Algerian police have tried but failed to break up protests taking place in the capital, Algiers, demanding the departure of all figures associated with the regime of ousted president Abdelaziz Bouteflika.
Chanting “They will all leave,” protesters gathered outside the Grand Post Office — the epicenter of the anti-regime rallies that erupted on February 22 — on Friday after social media calls for protests to demand the ouster of Bouteflika’s close allies.
Riot police tried to disperse the protesters but were surrounded by hundreds of them, effectively being overwhelmed. The demonstrators then cleared a path for the police forces to withdraw, chanting “Peaceful, Peaceful.”

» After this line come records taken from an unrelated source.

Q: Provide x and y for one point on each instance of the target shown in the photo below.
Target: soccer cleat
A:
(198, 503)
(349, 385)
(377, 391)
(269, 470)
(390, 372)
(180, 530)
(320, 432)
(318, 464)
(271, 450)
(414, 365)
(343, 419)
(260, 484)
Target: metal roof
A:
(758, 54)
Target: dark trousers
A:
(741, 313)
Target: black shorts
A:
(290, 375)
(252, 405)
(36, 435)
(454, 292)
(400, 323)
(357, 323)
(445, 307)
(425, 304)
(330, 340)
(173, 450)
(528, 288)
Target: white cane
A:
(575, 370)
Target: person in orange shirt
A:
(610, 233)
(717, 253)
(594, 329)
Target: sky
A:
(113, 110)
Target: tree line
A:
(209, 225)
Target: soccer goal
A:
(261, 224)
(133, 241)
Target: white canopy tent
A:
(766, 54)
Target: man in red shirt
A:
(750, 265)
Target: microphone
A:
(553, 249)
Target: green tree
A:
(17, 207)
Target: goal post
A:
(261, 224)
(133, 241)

Police and troops had initially tried to block off access to the landmark site. Demonstrators, however, defiantly made their way to the site.
“We will be out in large numbers, very large. They don’t know what’s coming. They won’t be able to do anything against us,” Yassine, a 23-year-old protester, said before the protests began.
The Friday gathering was the first since the government announced the date of a new presidential election. According to a Wednesday statement, the country will hold the vote on July 4.
The announcement followed the appointment of the speaker of the upper house of the Algerian parliament, Abdelkader Bensalah, as interim president, following the resignation of ailing Bouteflika in the face of weeks of mass demonstrations against his rule.
But the appointment of Bensalah has failed to meet the demands of the protesters, who call for the downfall of the old regime in its entirety. The protesters say voting cannot be free and fair if it is organized within the same judicial framework and by the same institutions as those that operated under Bouteflika.
Meanwhile, Bensalah has received the implicit support of the armed forces chief Ahmed Gaid Salah, who ditched Bouteflika following weeks of protests. The army chief on Wednesday also warned against “slogans aimed at leading the country to a constitutional void and destroying state institutions.”
Bouteflika announced his resignation on April 2 following weeks of protests against his rule that erupted over his decision to seek a fifth term. The 82-year-old had been in power for the past 20 years but was reportedly in poor health and had rarely appeared in public after suffering a stroke in 2013.